The following year, I would attend prom with Alex again. My friend had acquired a nice boyfriend who wore a lot of black and was partial to wearing fedoras. The DQL’s whereabouts were unbeknownst to me. Like most Hollywood movies about abuse featuring members of the opposite sex, I had developed feelings for my rescuer. (Alex, have we ever formally talked about this?!) I had become close to her family; Alex and I were closer than ever. I had told everyone except for Alex how I felt, even my boss who sprung for a nice dinner to Altruda’s beforehand.

Side note: words of experience, though my attempts were not fruitful, don’t ever go to a restaurant that serves “garlic knots” on the night of your prom.
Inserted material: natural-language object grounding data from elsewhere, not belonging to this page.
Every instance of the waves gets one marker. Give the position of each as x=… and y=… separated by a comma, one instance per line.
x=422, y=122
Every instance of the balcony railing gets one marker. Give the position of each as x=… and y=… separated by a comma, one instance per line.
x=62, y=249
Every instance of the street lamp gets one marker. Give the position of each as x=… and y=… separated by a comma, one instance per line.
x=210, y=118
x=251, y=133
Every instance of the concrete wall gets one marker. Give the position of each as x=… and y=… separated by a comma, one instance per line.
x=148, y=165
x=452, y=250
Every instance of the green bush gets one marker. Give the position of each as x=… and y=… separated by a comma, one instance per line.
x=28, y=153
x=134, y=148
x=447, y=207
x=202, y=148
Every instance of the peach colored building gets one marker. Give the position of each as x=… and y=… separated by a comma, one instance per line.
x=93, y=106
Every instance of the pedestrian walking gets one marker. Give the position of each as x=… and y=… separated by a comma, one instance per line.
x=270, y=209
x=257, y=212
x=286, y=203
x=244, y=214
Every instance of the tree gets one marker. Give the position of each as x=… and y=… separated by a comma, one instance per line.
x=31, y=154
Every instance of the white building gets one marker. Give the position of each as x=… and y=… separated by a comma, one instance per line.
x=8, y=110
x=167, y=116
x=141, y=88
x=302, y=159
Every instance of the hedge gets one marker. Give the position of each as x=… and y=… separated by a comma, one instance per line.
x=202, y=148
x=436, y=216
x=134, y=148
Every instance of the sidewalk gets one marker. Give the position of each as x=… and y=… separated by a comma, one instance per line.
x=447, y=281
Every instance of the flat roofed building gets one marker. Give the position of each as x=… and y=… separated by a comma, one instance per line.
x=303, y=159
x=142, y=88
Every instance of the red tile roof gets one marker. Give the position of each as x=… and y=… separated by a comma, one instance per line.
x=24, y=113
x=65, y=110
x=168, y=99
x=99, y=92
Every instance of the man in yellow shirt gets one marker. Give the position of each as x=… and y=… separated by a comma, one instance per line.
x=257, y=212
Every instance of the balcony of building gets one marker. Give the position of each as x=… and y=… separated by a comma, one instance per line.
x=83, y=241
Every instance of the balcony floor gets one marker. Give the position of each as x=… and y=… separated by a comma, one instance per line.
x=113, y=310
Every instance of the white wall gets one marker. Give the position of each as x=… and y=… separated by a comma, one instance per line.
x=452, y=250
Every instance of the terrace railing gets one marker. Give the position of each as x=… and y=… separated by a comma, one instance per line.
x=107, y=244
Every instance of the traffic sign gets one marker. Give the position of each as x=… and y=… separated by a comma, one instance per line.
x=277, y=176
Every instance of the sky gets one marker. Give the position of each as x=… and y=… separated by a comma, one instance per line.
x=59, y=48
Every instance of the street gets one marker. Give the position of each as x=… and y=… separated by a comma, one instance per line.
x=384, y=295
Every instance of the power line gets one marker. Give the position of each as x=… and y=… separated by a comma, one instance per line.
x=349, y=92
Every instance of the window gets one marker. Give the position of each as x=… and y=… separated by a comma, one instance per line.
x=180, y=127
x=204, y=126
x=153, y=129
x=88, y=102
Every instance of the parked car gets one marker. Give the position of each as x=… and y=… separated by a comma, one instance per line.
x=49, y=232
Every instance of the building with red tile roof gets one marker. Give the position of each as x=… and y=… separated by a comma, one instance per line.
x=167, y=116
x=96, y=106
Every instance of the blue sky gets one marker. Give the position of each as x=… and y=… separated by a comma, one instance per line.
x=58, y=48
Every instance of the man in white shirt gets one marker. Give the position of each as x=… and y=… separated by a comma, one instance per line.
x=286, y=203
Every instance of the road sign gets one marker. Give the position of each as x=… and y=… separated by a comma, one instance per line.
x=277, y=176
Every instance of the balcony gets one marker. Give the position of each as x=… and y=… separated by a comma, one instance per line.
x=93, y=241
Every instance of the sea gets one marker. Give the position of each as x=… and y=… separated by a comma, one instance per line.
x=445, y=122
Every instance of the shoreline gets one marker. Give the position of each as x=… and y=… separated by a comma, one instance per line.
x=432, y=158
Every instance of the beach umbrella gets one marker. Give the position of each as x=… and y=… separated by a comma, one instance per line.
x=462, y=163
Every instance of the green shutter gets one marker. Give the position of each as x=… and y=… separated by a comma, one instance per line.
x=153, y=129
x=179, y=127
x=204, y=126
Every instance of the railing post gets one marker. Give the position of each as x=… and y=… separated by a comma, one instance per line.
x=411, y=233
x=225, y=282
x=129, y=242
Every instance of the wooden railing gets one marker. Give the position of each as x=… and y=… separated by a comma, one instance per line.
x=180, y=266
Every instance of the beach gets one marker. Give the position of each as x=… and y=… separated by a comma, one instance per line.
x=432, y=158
I suppose I just kind of gave away the ending. Nothing happened with Alex and eventually my feelings waned and fell back into the best friend spectrum. Neither of my proms were nearly as magical as any movies seem to depict, with the exception of Carrie. My prom definitely went better than that. A lot less blood. Same amount of fire. At the end of the day, little ones, if you haven’t attended prom yet, I really doubt that you should be reading the contents of this blog. However, if you are, just try and get out of prom with a healthy relationship with your date and his or her family. Stand up for what you believe in, and don’t ever get a brown suit because it doesn’t go well with nearly as many color schemes as you believe it will. And God forbid it is a train wreck, know that there will be many other proms in your future, except they’ll be called “mixers,” and sometimes there will be dress themes. Someone will definitely have a worse time than you. Promise.


One thought on “Prom: A Survivor’s Story

  1. hahaha I'm just now reading this one! Love it! But you did leave out the part where you shouted “we're gonna do it” in front of my family.